The pouches rested on four direction points of the wreath: North, East, South, and West. A feather, shells, and a small buffalo cut from leather also decorated the pine boughs, a reminder that God is the Creator of all things, and that all things are made holy by the Incarnation.

Eventually, allergies and bronchitis set off by aromatic resin and the mold that clung to the freshly cut pine necessitated its removal. I thought about artificial greenery but decided against it.

four vigil candles arranged on linen surrounded by tiny read leather pouches, feeather, shell, and other items for Advent wreathit

PHOTO: Mary van Balen

Instead, I used beeswax vigil candles arranged on a round linen doily or tray covered with a deep blue napkin. The little pouches, feather, shells, and buffalo remained. A stone from the shores of the Sea of Galilee, gift of a friend, became a regular addition. Once I added a bird’s nest and soft, dried pampas grass plumes. Everything belongs in this circle. We stand on holy ground.

This year, I found tucked in a drawer some beeswax candles from Burton Parish, the colonial Episcopalian church in Williamsburg, VA. The tapers would just fit into the two simple glass candelabra that my parents had used to decorate the table at their wedding reception.

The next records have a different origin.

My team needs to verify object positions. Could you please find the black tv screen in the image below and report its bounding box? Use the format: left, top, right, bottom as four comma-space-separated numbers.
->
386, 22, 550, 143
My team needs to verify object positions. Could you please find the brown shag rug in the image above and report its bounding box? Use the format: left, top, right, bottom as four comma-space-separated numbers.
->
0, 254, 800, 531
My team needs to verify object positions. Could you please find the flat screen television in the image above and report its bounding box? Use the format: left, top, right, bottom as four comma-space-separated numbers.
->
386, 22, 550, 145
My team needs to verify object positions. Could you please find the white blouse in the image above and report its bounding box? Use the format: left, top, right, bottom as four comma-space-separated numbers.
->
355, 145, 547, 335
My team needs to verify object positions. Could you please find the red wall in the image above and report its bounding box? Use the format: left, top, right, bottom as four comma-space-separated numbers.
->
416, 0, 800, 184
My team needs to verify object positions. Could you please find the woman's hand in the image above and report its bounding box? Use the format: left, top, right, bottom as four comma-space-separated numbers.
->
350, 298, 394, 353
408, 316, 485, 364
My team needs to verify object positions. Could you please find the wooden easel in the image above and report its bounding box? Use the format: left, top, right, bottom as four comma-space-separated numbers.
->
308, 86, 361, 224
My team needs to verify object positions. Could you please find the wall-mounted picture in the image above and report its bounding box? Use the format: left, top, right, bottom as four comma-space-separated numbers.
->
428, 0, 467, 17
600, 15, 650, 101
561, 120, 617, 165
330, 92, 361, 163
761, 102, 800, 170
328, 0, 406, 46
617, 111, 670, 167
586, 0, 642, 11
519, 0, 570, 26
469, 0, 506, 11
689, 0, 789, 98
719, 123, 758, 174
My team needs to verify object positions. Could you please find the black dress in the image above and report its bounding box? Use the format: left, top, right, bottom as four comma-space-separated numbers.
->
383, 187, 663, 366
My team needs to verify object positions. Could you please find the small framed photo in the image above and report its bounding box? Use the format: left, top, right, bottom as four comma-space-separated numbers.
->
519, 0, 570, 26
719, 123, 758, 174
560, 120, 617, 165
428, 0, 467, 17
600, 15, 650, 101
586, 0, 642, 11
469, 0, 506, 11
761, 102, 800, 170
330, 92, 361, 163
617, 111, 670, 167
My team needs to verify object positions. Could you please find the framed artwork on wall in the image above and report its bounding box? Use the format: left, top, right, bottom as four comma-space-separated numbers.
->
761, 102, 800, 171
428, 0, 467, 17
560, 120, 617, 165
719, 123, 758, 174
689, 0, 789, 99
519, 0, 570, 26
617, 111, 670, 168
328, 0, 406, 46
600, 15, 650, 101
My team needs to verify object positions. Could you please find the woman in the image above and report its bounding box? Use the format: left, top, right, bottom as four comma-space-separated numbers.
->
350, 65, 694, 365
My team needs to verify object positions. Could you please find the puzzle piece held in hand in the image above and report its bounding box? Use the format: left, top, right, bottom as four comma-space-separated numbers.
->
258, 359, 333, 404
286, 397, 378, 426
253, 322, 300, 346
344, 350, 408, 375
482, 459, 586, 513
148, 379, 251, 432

I washed and dried the candle holders, remembering an old photo of my parents, their families, and friends gathered around a long table in Dad’s family home for the celebration. The candelabra would gather my family and the human family into the circle of my “wreath.”

Along with the usual items, a wooden frog from Thailand, a fossil scallop picked up along the York River under Super Moon’s shine, a smooth piece of chert from a Paris walkway, and an arrowhead found on a Cape Cod beach joined the circle.

All the earth sits with me as I light the candles and remember the mystery of Jesus walking with us. Each night my parents and ancestors sit with me as do the people who were here first and who struggle still to protect the land and water that sustain us all. I am reminded of the ages and ages of this earth, of the creatures that filled it. The plants and animals, the birds and the sea creatures. We are a small part of an unimaginably huge cosmos. God loves it all and entered into our little corner to show us just how much.

The words of Isaiah that appear throughout our Advent liturgies overflow with images of nature. Crooked paths made straight. Parched land exulting. Steppes rejoicing and blooming with abundant flowers. Enemies, the lion and the lamb, lying down together. An old stump that looks dead sprouts a green shoot. Things are not always what they appear to be.

Isaiah says God will not judge by appearance. God stands with the poor and stands for justice.

Glorious words.

Four beeswax vigil candles in glass holders, surrounded by birds nest and other natural objects used as an Advent wreath

PHOTO: Mary van Balen

I sit at my dining room table, looking at my “wreath” and longing for such a time. Advent tells me that time is already here. We celebrate Emanuel, God-with-us. Jesus draws the circle that encompasses all and invites us to join the work. He showed us how to live our lives, a part of God’s own, so the circle continues to grow in our time and place.

I sit at my dining room table, watching candle flames push away early morning darkness, and I have hope.